Coronavirus : « Plus cette maladie nous paraît mal connue, mal comprise, et plus le risque nous inquiète », explique un psychologue

14 mars 2020 10:26 Mis à jour: 15 mars 2020 12:44

La peur d’une épidémie est davantage liée à la méconnaissance d’une nouvelle maladie qu’au nombre de morts qu’elle provoque, estime Jocelyn Raude, enseignant chercheur en psychologie sociale à l’Ecole des Hautes études en santé publique (EHESP).

Jocelyn Raude est l’auteur d’une thèse sur la dynamique de la perception du risque en situation épidémique.

Comment expliquer les mouvements de panique, comme les achats de précaution, constatés avec l’épidémie de coronavirus ?

J. R. :  Ce qui a été observé par les premiers épidémiologistes au XIXe siècle, c’est qu’il n’y avait pas forcément de proportionnalité entre le nombre de morts et la peur que générait cette maladie. Les nouvelles maladies, qui émergent périodiquement, suscitent énormément d’inquiétude même si elles font peu de victimes.

C’est assez paradoxal mais au début d’une épidémie, ce sont les populations qui sont les plus proches de l’épicentre des cas qui sont les moins inquiètes. Plus il y a une familiarité avec le risque, avec des gens directement touchés, moins les gens sont inquiets.

La peur, c’est presque une anticipation. Au fur et à mesure qu’une familiarité avec la maladie se crée, la peur et les comportements aberrants diminuent. A tel point que parfois il faut redynamiser les sentiments de protection parce qu’il y a un relâchement général dans la population par rapport aux mesures de protection prônées par les pouvoirs publics.

Parallèlement, dans une petite minorité de la population, apparaissent des comportements anxieux, avec des gens qui font des provisions, comme des stocks de papier toilette, alors qu’il n’y a aucun problème d’approvisionnement. C’est un effet de prophétie auto-réalisatrice : l’anticipation de la pénurie génère la pénurie elle-même.

Pourquoi a-t-on plus peur du coronavirus que de la grippe saisonnière ?

J. R. : On sait depuis la fin des années 70 qu’il y a essentiellement deux critères qui structurent la manière dont on perçoit les risques pour notre santé. Le premier critère, c’est le niveau de connaissance perçue de la maladie. Plus cette maladie nous paraît mal connue, mal comprise, et plus le risque nous inquiète.

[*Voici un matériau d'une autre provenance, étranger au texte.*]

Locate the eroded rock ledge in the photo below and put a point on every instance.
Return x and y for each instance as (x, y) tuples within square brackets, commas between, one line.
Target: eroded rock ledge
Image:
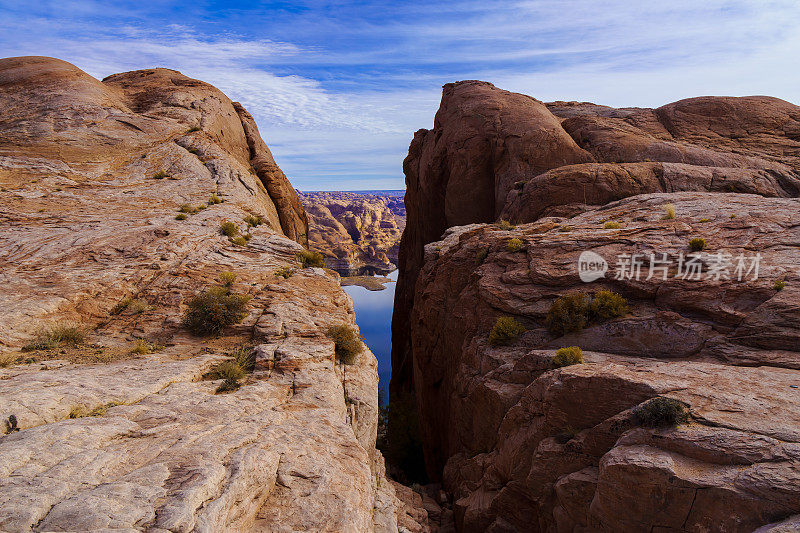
[(118, 189), (522, 446)]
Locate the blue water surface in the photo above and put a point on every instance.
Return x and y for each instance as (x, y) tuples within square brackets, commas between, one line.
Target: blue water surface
[(374, 317)]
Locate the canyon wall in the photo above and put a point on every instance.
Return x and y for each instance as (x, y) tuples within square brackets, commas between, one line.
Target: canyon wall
[(354, 231), (527, 187), (114, 195)]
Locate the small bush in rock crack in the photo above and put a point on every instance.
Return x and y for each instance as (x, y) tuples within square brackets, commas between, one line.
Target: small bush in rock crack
[(505, 331), (571, 355), (568, 313), (347, 343), (660, 412), (214, 309)]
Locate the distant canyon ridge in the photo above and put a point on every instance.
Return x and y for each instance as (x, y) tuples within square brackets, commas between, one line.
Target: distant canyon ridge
[(356, 231)]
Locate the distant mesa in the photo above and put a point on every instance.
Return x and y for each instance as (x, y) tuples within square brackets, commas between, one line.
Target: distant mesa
[(358, 232)]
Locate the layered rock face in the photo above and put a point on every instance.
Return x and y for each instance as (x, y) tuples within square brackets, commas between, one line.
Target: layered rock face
[(355, 230), (105, 436), (523, 446)]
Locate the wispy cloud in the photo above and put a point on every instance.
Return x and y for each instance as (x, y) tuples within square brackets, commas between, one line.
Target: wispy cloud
[(338, 87)]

Mais ce facteur peut être contrebalancé par un deuxième qui est la contrôlabilité perçue, la maîtrise de cette menace. Les moyens qu’on nous recommande en termes d’hygiène corporelle, par exemple, sont des moyens qui ont une certaine efficacité collective mais qui sur le plan individuel ne sont pas aussi performants que la vaccination pour la grippe saisonnière.

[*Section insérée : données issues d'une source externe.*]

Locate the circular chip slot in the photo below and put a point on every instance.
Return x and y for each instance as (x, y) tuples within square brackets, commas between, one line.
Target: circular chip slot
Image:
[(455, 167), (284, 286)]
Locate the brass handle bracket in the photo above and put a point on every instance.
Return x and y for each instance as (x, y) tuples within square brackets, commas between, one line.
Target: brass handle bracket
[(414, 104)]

Les mesures annoncées par Emmanuel Macron sont-elles de nature à rassurer la population ?

J. R. : Sur le plan épidémiologique, c’est tout à fait fondé, l’enjeu c’est que le système de santé ne soit pas saturé, qu’on puisse traiter tout le monde dans de bonnes conditions. On va ralentir, par de l’évitement social, la propagation du virus dans la population pour permettre au système de santé de réagir de manière optimale. On va étaler la courbe épidémique dans le temps.

Ma seule inquiétude, c’est si jamais l’épidémie continue à accélérer. Est-ce qu’on n’est pas en train de vider nos dernières cartouches ? Qu’est-ce qu’on peut faire au-delà d’éviter les rassemblements collectifs ou mettre en place les mesures barrières ? On n’a plus grand chose à proposer à la population dans les étapes suivantes, si jamais ça s’accélérait.

Bien sûr, on sait que sur le plan politique il vaut mieux être maximaliste que minimaliste. A chaque fois qu’il y a eu le sentiment qu’on minimisait une maladie ou une épidémie et que ce qu’on proposait à la population était insuffisant, c’est là qu’on a eu les plus gros soucis en termes de gestion des épidémies. Mais le risque d’une option maximaliste, c’est que l’angoisse se développe parce que ces mesures seraient insuffisantes pour enrayer la dynamique épidémique.

La situation que l’on connaît aujourd’hui, c’était le lot commun de nos sociétés jusqu’au début du XXe siècle. On devait affronter très régulièrement des épidémies avec un haut niveau de mortalité, comme avec la variole ou le choléra. C’était le lot commun de l’humanité et ça le reste dans certains pays en développement.